As I sat in the waiting area, there was a chart. A circle which outlined the different kinds of abuse and how they all connect with exact examples. I cried as I realized the very thing I was sure would never happen to me, The very things I was there to argue were not abuse that counted "like that" happened to me and my family and I had not seen them.
I started attending classes. I did not want to go in there. I was sure I would not have anything to contribute to these meetings and I and my family would not "fit" in these conversations. I was quiet my first meeting. Women from apparently all wlks of life were there. Some because they were ordered if they wanted thier kids back and they really didn't want to be there either. Some were women who's husbands were well known and their family was respected here. I listened to all of thier stories hoping to here something familuar.

What I heard that first day was out of a woman who had been beaten so bad with a can of carrots that she could not even eat them or see them for that matter. I heard her and her two children's story and cried. At first it convinced me I do not belong here. How dare I complain. I knew then that I was not so bad off.

Then she said something that I will never forget, something that has gotten me through very rough times and givin me the determination to gain self respect for myself and for my children.

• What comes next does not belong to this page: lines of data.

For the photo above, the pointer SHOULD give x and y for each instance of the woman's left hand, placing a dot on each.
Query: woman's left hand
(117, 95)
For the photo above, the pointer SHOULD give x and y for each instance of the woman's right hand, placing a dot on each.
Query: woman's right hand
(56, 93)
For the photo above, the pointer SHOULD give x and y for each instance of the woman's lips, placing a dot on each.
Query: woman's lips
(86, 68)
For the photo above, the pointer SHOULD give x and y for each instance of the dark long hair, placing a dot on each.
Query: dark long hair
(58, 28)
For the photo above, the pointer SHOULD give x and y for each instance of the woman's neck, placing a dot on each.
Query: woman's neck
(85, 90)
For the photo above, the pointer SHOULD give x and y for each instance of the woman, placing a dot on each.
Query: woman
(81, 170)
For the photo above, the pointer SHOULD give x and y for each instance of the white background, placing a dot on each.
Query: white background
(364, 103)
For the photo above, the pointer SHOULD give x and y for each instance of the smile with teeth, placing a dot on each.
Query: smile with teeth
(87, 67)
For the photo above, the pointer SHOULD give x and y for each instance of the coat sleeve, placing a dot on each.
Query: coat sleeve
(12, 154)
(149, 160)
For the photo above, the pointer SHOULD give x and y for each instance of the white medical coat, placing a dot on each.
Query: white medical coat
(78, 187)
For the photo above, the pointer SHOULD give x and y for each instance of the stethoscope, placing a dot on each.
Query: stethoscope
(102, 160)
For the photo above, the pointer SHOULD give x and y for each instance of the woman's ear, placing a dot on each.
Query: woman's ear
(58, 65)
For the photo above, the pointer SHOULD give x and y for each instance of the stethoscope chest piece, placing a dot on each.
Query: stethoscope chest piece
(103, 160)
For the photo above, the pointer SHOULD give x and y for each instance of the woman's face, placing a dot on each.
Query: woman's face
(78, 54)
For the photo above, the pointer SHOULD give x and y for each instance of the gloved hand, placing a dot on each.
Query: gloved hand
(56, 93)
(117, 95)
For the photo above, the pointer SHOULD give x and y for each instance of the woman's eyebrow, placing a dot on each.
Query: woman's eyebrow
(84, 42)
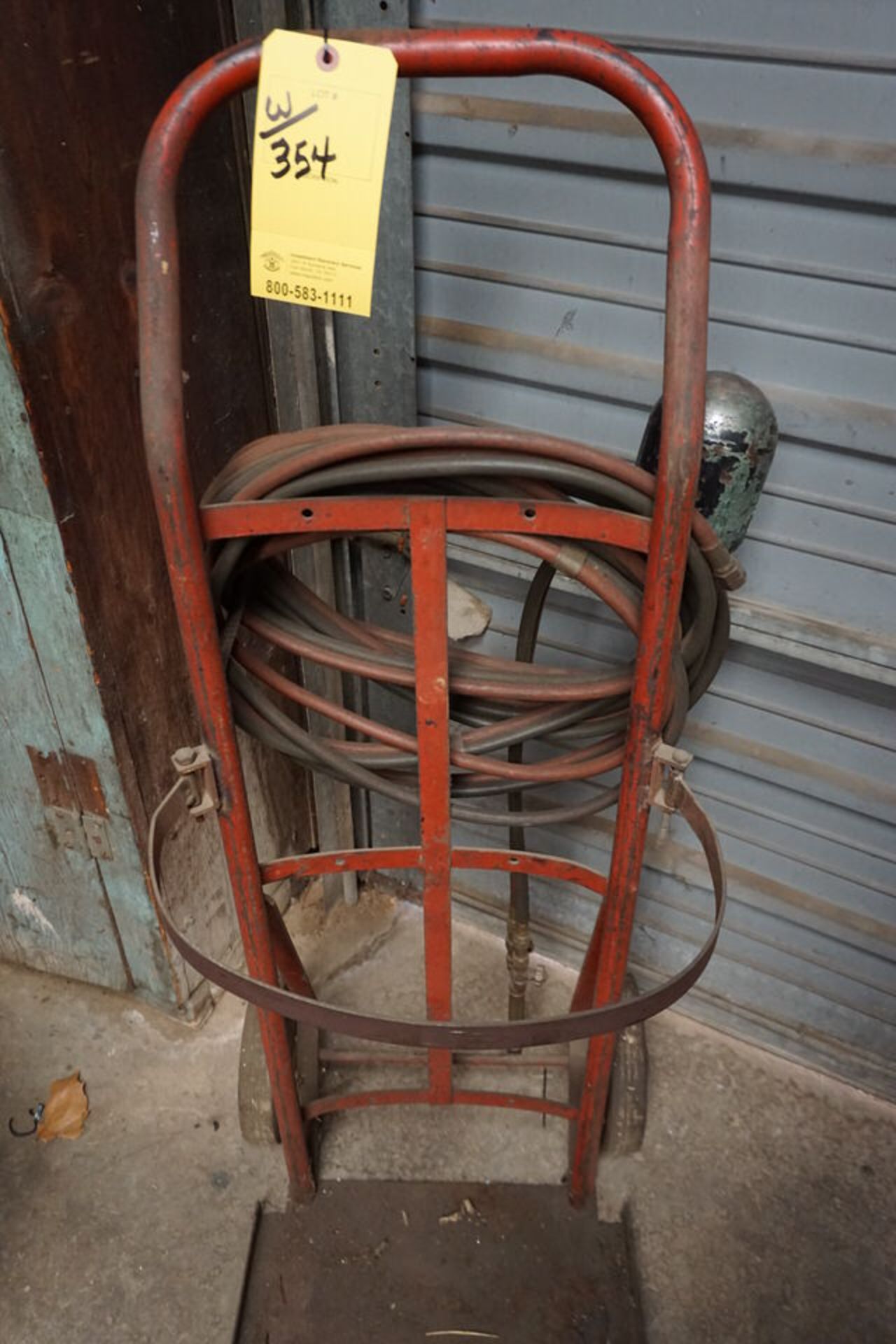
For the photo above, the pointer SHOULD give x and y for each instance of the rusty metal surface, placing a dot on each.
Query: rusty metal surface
(409, 1261)
(435, 1032)
(656, 619)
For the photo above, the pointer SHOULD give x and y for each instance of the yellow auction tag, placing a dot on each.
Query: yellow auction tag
(318, 155)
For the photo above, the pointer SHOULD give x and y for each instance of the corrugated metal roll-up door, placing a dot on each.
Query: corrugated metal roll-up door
(540, 260)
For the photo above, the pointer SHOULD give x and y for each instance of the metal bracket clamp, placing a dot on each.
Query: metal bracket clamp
(666, 776)
(195, 768)
(666, 781)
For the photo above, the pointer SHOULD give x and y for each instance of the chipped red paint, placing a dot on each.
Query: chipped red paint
(488, 51)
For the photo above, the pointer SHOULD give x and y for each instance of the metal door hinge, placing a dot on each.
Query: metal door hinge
(80, 832)
(195, 765)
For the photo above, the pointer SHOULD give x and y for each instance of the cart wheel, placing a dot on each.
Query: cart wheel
(257, 1119)
(626, 1113)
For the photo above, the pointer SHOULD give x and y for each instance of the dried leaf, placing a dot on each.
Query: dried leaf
(66, 1109)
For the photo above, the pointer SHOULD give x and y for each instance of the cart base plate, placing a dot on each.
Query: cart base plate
(413, 1261)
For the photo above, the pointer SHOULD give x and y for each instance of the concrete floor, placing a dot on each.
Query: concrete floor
(762, 1202)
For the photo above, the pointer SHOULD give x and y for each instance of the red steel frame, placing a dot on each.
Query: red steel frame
(186, 528)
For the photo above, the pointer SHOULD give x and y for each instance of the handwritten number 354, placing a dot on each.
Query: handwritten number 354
(284, 118)
(302, 163)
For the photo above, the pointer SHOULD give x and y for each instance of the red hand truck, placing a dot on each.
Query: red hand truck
(210, 776)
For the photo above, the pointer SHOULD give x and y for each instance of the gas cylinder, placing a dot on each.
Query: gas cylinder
(739, 440)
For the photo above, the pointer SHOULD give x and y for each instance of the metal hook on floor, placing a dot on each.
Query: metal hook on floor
(35, 1112)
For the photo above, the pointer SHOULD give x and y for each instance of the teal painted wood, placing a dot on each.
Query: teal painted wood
(59, 910)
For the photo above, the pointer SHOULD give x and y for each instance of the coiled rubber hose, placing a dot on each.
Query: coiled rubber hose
(568, 726)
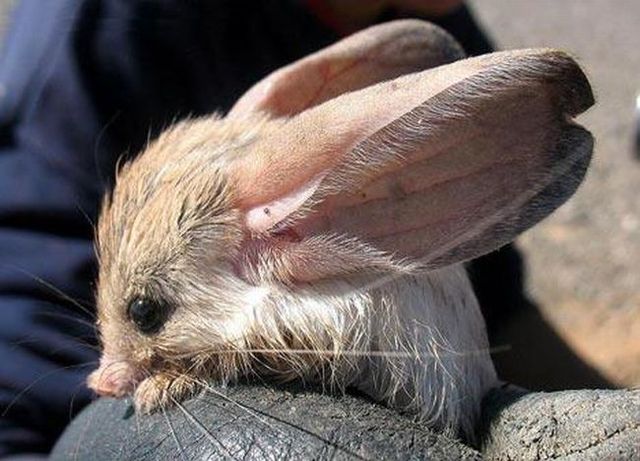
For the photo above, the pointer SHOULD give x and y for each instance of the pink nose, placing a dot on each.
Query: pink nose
(112, 379)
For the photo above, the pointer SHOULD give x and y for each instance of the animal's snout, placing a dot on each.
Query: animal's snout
(113, 379)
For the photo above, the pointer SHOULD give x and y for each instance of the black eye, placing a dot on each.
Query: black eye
(148, 315)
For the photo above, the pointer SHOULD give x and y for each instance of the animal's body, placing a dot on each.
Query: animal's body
(317, 231)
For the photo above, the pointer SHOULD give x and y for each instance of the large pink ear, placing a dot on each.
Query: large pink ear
(437, 167)
(373, 55)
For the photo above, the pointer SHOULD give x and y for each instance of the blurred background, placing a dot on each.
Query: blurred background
(582, 264)
(584, 261)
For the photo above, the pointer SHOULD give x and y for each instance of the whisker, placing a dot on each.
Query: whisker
(244, 408)
(203, 430)
(174, 436)
(353, 353)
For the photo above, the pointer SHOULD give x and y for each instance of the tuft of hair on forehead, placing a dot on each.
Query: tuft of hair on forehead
(173, 204)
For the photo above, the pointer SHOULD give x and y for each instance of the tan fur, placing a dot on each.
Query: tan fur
(292, 239)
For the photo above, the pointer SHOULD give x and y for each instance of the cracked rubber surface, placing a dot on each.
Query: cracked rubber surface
(256, 422)
(568, 425)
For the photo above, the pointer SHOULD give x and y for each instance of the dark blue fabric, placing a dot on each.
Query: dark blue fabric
(86, 82)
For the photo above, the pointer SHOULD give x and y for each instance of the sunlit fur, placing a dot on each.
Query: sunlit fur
(170, 230)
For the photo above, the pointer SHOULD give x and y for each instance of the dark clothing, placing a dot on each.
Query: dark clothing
(86, 82)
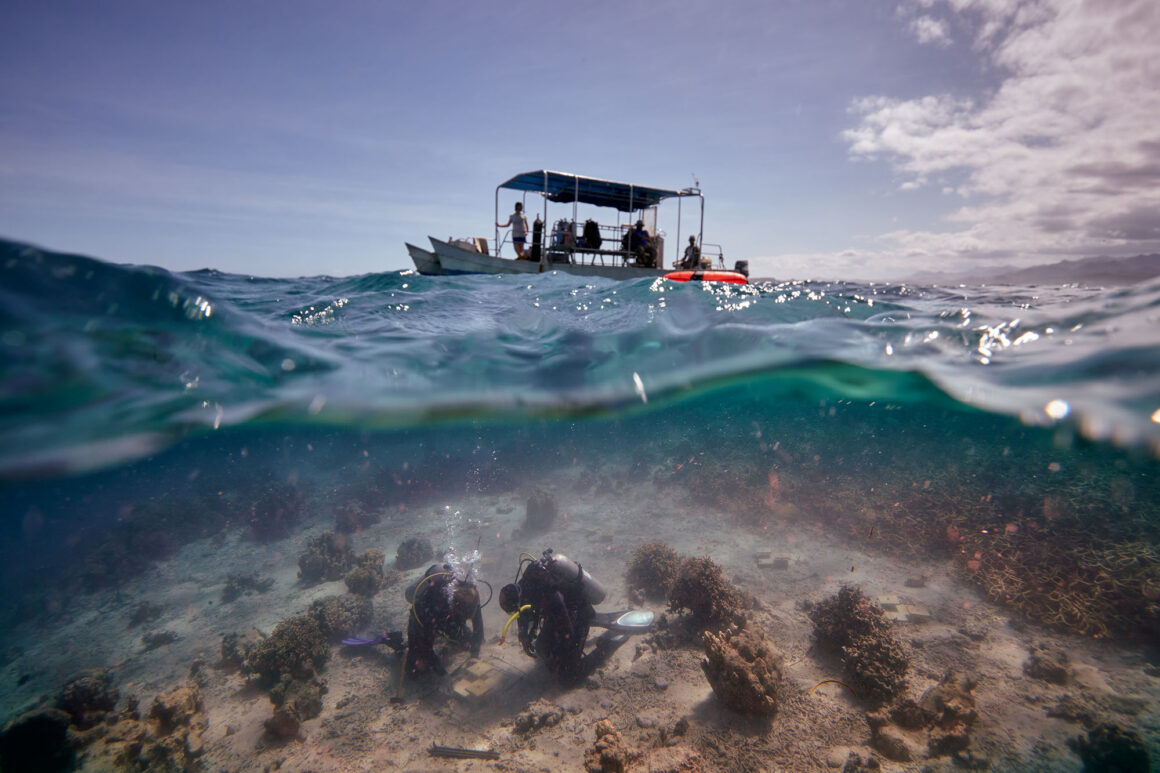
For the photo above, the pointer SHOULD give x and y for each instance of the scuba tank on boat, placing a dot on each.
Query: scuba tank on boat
(537, 238)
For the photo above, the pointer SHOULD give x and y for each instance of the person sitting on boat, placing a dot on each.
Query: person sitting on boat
(640, 244)
(519, 224)
(691, 254)
(553, 602)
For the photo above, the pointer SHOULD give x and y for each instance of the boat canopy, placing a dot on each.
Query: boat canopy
(564, 187)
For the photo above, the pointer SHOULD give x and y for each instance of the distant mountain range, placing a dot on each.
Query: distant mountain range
(1084, 271)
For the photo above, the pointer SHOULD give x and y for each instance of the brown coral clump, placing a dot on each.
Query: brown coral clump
(609, 753)
(854, 628)
(652, 570)
(327, 557)
(88, 698)
(341, 615)
(702, 590)
(744, 670)
(367, 577)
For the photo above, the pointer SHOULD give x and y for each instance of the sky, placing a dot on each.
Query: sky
(832, 138)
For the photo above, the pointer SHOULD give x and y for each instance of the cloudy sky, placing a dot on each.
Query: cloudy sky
(832, 138)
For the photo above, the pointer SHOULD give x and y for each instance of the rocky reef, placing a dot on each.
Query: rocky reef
(702, 590)
(327, 557)
(936, 724)
(341, 615)
(744, 670)
(365, 577)
(652, 571)
(296, 648)
(82, 728)
(1108, 746)
(853, 628)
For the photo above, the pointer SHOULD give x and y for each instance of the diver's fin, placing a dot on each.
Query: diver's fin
(626, 621)
(393, 640)
(363, 642)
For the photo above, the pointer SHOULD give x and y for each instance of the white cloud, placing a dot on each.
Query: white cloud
(1063, 158)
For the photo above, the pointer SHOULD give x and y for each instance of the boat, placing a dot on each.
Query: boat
(586, 247)
(425, 260)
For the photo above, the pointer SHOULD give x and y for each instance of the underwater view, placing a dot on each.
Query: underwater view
(392, 521)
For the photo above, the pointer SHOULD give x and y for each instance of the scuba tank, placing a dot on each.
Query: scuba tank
(566, 570)
(537, 238)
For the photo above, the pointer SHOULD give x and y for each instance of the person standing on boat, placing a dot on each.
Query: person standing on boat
(519, 224)
(691, 254)
(640, 243)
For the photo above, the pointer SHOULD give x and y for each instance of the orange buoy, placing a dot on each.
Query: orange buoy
(733, 277)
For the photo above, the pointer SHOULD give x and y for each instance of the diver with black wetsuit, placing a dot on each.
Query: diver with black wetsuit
(441, 604)
(553, 598)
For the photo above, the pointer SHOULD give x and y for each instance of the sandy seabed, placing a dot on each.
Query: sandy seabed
(657, 699)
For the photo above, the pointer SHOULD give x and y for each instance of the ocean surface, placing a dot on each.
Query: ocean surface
(130, 392)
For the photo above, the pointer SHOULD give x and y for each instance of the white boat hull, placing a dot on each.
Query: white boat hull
(425, 260)
(457, 260)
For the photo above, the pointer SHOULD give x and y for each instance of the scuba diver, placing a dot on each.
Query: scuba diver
(553, 600)
(441, 604)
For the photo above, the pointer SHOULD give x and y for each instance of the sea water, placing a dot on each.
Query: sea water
(1009, 431)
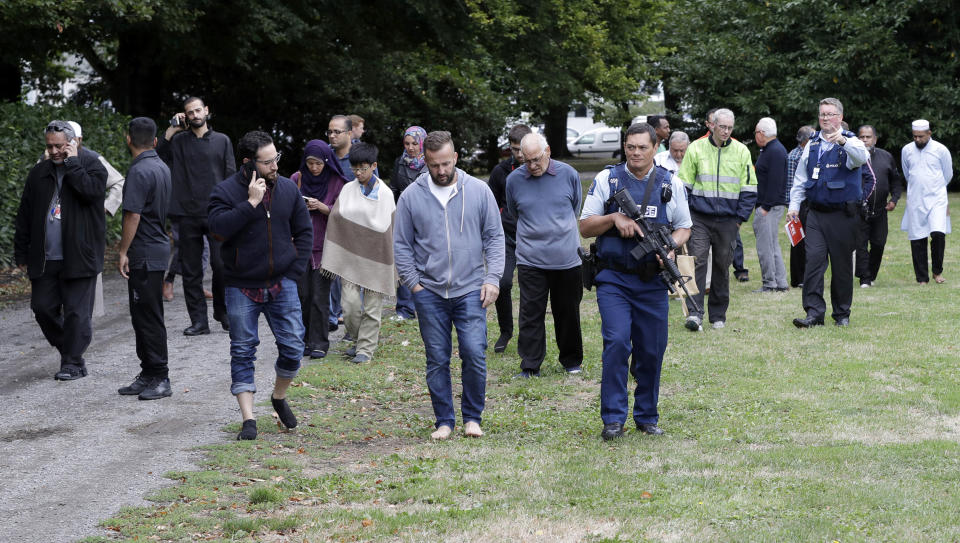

" I would take a beating any day over the mental and emotional abuse anyday."
This from a woman who was chained to a chair and left to die with her two small children in the house and only was here today because she managed to crawl to a window and wave to passer bys.
She said the beatings end. They start at a specific time and end. The mental tearing down of one's self has no definate beginning middle or end. It is ongoing and mind washing. Confusing to even the person on the look out for abusive behavior.
In an abusive relationship, the abuser may use varying tactics to gain power and control, including:
Children as pawns. Accuses you of bad parenting, threatens to take the children away, uses the children to relay messages, or threatens to report you to children's protective services.
Coercion and threats. Threatens to hurt other family members, pets, children or self.
Denial and blame. Denies that the abuse occurs and shifts responsibility for the abusive behavior onto you. This may leave you confused and unsure of yourself or make you feel like you're going crazy.
Economic abuse. Controls finances, refuses to share money, makes you account for money spent and doesn't want you to work outside the home. The abuser may also try to sabotage your work performance by forcing you to miss work or by calling you frequently at work.
Emotional abuse. Uses put-downs, insults, criticism or name-calling to make you feel bad about yourself.
Intimidation. Uses certain looks, actions or gestures to instill fear. The abuser may break things, destroy property, abuse pets or display weapons.
Isolation. Limits your contact with family and friends, requires you to get permission to leave the house, doesn't allow you to work or attend school, and controls your activities and social events. The abuser may ask where you've been, track your time and whereabouts, or check the odometer on your car.
Power. Makes all major decisions, defines the roles in your relationship, is in charge of the home and social life, and treats you like a servant or possession.

to read more click here http://www.mayoclinic.com/health/domestic-violence/WO00044

Do not ignore abusive comments. If it hurts you or your children it is wrong. Your home is your safe place in this world. The place you and your kids should feel loved not ever question thier importants or right to existance. Do not allow it. If it is happening. Make that call what can it hurt if you are wrong? What can it change if you are right? National Domestic Violence Crisis Line 1-800-799-7233.

1 comment:

Zloofah said...

Wow-that is some amazing information and insight. It is so horrible to think that goes on so often! Thanks againg for "helping another"!